The woods and lawns by living stream at eve:

Let health my nerves and finer fibres brace,

And I their toys to the great children leave:

Of fancy, reason, virtue nought can me bereave.’

Were the sentiments here so beautifully expressed mere affectation in Thomson; or are we to make it a rule that as a writer imparts to us a sensation of disinterested delight, he himself has none of the feeling he excites in us? This is one way of shewing our gratitude, and being even with him. But perhaps Thomson’s works may not come under the intention of Mr. Moore’s strictures, as they were never (like Rousseau’s) excluded from the libraries of English Noblemen!

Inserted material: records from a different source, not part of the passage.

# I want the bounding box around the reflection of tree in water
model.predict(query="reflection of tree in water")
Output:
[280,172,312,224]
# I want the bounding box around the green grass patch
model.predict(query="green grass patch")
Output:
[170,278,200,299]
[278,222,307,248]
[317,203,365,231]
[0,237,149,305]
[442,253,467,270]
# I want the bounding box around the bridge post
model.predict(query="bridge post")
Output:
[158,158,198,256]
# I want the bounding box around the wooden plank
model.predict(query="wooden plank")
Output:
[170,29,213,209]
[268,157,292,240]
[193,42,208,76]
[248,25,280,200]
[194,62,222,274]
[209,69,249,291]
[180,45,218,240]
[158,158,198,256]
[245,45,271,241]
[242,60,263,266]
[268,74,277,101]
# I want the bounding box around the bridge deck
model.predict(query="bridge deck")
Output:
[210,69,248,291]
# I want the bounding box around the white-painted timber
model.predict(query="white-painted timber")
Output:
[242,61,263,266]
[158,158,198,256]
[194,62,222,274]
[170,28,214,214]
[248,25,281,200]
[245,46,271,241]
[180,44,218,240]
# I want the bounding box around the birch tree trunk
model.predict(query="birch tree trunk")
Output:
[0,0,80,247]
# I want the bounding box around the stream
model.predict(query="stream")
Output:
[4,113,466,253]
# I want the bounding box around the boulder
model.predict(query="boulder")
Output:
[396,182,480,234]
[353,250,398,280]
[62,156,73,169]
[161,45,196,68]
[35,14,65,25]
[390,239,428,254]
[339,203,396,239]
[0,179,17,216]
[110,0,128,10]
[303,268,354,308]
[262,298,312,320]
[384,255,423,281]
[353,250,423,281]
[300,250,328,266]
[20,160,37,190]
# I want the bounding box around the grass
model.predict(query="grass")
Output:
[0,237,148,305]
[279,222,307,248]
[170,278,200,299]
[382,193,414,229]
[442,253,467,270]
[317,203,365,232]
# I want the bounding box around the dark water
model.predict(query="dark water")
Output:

‘Books, dreams are each a world, and books, we know,

Are a substantial world, both pure and good;

Round which, with tendrils strong as flesh and blood,

Our pastime and our happiness may grow.’

Let me then conjure the gentle reader, who has ever felt an attachment to books, not hastily to divorce them from their authors. Whatever love or reverence may be due to the one, is equally owing to the other. The volume we prize may be little, old, shabbily bound, an imperfect copy, does not step down from the shelf to give us a graceful welcome, nor can it extend a hand to serve us in extremity, and so far may be like the author: but whatever there is of truth or good or of proud consolation or of cheering hope in the one, all this existed in a greater degree in the imagination and the heart and brain of the other. To cherish the work and damn the author is as if the traveller who slakes his thirst at the running stream, should revile the spring-head from which it gushes. I do not speak of the degree of passion felt by Rousseau towards Madame Warens, nor of his treatment of her, nor her’s of him: but that he thought of her for years with the tenderest yearnings of affection and regret, and felt towards her all that he has made his readers feel, this I cannot for a moment doubt.[[69]] So far, then, he is no impostor or juggler. Still less could he have given a new and personal character to the literature of Europe, and changed the tone of sentiment and the face of society, if he had not felt the strongest interest in persons and things, or had been the heartless pretender he is sometimes held out to us.